HTTP not listing from "directory lister"

DarKSkuLL · December 2, 2018, 12:41pm

Hi!
I am trying to list files from a website that uses “Directory Lister” to list files,
But sadly rclone isn’t able to list from it.

Would be really glad if anyone could help.

PS:
Using rclone version:
rclone v1.45

os/arch: windows/amd64
go version: go1.11

ncw · December 2, 2018, 2:08pm

Looking at the directory lister example

http://demo.directorylister.com/?dir=code

This then links to files like

http://demo.directorylister.com/code/hello-world.c

This won’t work with the current scheme as rclone is expecting the links to look like this

http://demo.directorylister.com/code/
http://demo.directorylister.com/code/hello-world.c

If you extract the names from the directory listings, then rclone can fetch the files for you or mount them or whatever…

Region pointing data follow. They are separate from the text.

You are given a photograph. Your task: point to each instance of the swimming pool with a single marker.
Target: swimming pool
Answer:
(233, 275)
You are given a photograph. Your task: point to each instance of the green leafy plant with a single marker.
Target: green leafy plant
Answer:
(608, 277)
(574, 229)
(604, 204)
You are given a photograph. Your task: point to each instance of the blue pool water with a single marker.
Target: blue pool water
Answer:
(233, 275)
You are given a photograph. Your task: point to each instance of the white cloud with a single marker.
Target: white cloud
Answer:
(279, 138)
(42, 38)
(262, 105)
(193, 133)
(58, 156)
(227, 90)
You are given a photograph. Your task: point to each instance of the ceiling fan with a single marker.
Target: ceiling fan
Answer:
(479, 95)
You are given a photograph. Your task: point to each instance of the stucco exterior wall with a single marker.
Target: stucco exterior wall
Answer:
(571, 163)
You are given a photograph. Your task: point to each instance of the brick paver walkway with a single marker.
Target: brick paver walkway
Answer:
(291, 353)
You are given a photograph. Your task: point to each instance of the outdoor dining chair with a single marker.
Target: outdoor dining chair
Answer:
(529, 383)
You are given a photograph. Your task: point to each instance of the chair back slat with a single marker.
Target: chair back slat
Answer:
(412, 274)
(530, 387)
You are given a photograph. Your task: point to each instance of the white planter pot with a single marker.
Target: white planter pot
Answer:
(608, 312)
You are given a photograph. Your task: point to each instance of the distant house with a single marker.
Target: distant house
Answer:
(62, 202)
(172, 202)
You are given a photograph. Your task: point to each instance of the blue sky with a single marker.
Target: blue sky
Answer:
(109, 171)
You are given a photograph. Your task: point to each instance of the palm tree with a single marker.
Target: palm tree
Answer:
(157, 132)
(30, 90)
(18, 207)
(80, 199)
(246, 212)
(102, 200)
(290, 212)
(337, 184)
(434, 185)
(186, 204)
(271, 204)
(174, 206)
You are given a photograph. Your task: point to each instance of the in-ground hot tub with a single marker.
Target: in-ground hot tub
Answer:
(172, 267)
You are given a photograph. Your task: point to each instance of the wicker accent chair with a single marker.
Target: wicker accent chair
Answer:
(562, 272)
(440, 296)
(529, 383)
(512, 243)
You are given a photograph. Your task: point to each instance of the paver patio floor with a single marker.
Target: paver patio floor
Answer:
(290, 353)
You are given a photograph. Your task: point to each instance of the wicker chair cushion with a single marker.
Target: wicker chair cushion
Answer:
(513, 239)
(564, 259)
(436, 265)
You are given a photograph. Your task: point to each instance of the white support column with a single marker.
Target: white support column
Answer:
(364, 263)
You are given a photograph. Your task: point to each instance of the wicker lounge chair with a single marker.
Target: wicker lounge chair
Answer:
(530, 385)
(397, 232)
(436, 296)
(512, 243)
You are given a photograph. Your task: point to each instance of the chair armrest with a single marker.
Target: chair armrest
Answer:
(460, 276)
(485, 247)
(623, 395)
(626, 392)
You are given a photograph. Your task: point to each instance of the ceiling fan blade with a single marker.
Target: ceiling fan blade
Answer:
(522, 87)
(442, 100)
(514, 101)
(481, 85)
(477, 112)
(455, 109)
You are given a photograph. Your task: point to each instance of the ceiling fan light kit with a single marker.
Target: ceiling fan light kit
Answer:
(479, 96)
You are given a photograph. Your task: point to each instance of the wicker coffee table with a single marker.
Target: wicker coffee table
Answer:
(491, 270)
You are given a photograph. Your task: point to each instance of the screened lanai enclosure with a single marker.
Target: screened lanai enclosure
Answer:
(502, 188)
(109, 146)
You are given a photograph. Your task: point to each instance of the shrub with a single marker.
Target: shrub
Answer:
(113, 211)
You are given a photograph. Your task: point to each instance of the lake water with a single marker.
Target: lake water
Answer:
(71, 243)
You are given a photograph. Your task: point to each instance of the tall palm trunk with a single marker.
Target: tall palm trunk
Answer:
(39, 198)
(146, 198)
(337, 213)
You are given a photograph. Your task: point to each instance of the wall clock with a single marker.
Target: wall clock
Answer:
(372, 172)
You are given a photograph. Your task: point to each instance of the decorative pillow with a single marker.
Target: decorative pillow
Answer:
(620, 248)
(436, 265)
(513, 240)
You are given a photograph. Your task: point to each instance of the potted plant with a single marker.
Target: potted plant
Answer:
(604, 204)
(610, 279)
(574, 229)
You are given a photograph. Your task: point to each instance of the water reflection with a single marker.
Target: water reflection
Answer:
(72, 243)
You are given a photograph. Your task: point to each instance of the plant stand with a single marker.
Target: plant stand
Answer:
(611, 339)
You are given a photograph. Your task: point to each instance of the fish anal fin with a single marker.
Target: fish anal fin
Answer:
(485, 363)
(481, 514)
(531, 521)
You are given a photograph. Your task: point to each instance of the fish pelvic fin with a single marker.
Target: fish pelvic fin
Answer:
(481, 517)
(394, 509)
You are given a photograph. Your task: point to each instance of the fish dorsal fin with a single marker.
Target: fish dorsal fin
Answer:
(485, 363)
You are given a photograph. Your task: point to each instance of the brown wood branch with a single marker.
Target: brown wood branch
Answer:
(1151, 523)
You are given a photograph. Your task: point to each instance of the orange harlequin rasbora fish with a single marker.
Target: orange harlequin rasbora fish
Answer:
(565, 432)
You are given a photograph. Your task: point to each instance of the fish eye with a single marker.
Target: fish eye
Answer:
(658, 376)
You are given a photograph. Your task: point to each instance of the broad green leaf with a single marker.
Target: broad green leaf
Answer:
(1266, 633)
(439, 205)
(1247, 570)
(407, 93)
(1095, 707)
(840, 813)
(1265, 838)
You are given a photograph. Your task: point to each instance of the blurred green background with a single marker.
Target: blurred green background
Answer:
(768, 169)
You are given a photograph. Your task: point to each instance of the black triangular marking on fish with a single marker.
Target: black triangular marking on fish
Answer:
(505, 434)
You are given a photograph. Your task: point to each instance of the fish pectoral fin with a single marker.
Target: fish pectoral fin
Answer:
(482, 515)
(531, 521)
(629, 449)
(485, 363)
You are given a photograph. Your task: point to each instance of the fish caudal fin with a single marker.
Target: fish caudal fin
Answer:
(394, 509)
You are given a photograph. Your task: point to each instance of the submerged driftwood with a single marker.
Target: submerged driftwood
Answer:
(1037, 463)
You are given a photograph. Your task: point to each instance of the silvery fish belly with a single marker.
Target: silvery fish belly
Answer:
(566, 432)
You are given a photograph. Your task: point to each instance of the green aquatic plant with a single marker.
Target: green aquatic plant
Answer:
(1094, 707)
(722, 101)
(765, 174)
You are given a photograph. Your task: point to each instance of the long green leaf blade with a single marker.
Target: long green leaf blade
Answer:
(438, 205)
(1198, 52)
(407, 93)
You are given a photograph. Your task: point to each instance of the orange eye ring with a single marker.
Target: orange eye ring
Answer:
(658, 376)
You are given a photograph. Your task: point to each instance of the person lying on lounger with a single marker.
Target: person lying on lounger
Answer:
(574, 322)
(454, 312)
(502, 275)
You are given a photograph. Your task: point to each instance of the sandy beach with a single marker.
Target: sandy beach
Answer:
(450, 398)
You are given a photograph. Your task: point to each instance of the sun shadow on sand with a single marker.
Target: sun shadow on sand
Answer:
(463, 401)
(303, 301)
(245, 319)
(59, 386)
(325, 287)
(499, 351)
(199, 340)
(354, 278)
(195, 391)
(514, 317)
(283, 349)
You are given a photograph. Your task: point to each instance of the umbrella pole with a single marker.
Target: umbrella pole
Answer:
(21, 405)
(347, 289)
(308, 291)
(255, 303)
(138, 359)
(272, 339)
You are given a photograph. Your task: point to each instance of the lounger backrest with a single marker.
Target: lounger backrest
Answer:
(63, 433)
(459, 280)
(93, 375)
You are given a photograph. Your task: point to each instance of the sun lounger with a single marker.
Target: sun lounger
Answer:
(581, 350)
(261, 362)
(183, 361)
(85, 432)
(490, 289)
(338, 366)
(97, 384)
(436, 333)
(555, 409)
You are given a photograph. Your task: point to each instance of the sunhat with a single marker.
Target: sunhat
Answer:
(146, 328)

eg put this into files.txt

hello-world.c
hello-world.css
hello-world.html
hello-world.java

The names can have directories in, but should start from the root

Then

$ rclone --http-url http://demo.directorylister.com/code/ --files-from files.txt lsf :http:
hello-world.c
hello-world.css
hello-world.html
hello-world.java

$ rclone -v --http-url http://demo.directorylister.com/code/ --files-from files.txt copy :http: code-copy
2018/12/02 14:06:27 INFO  : Local file system at /tmp/code-copy: Waiting for checks to finish
2018/12/02 14:06:27 INFO  : Local file system at /tmp/code-copy: Waiting for transfers to finish
2018/12/02 14:06:27 INFO  : hello-world.css: Copied (new)
2018/12/02 14:06:27 INFO  : hello-world.c: Copied (new)
2018/12/02 14:06:27 INFO  : hello-world.java: Copied (new)
2018/12/02 14:06:27 INFO  : hello-world.html: Copied (new)
2018/12/02 14:06:27 INFO  : 
Transferred:   	       659 / 659 Bytes, 100%, 447 Bytes/s, ETA 0s
Errors:                 0
Checks:                 0 / 0, -
Transferred:            4 / 4, 100%
Elapsed time:        1.4s

Hope that helps!

DarKSkuLL · December 4, 2018, 1:31pm

Thank you so much for your reply.

I had another question.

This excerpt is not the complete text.